Demikianlah   keluarga,   lingkup   berbagai   generasi   bertemu   dan saling  membantu  untuk  meraih  kebijaksanaan  yang  lebih  penuh, dan mempadukan hak pribadi-pribadi dengan tuntutan hidup sosial lainnya, merupakan dasar bagi masyarakat. Oleh karena itu, siapa saja yang mampu memengaruhi persekutuan-persekutuan dan kelompok- kelompok sosial, wajib memberi sumbangan yang efektif   untuk mengembangkan perkawinan dan hidup berkeluarga.

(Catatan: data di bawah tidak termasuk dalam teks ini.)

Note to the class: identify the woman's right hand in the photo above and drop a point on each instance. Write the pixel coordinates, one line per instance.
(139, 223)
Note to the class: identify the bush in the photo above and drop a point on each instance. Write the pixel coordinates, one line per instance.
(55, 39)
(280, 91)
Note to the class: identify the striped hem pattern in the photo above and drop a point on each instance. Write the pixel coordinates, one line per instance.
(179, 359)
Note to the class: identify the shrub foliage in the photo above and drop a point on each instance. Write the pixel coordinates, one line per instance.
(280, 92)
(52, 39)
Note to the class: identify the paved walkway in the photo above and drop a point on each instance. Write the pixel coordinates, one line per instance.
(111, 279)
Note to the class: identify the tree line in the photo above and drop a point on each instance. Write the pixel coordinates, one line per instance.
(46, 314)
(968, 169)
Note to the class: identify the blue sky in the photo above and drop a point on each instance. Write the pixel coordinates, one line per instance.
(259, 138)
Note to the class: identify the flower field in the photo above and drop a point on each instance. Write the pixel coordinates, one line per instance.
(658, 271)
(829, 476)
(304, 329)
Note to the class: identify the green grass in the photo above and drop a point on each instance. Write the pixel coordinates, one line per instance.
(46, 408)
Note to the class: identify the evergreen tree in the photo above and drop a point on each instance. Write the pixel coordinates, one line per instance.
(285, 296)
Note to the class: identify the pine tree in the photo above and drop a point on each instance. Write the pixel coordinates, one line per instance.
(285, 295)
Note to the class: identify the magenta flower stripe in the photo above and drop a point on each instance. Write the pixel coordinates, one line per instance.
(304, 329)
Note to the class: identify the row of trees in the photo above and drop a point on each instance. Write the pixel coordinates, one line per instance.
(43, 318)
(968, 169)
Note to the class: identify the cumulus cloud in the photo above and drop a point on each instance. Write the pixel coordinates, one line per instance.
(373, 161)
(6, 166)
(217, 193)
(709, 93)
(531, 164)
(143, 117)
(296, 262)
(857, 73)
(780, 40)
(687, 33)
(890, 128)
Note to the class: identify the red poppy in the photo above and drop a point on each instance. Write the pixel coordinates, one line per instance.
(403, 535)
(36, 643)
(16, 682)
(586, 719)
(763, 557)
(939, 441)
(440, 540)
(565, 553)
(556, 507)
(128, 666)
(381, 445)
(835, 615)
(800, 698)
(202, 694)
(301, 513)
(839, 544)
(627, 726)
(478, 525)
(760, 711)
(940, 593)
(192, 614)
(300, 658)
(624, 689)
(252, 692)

Hendaknya pemerintah memandang sebagai kewajibannya yang suci: untuk mengakui, membela dan menumbuhkan   jati diri perkawinan dan keluarga; melindungi tata susila umum; dan mendukung kesejahteraan rumah tangga. Hak orangtua untuk melahirkan keturunan dan mendidiknya dalam pangkuan keluarga juga harus dilindungi. Hendaknya melalui perundang-undangan yang bijaksana serta pelbagai usaha lainnya, mereka yang malang, karena tidak mengalami kehidupan berkeluarga, dilindungi dan diringankan beban mereka dengan bantuan yang mereka perlukan.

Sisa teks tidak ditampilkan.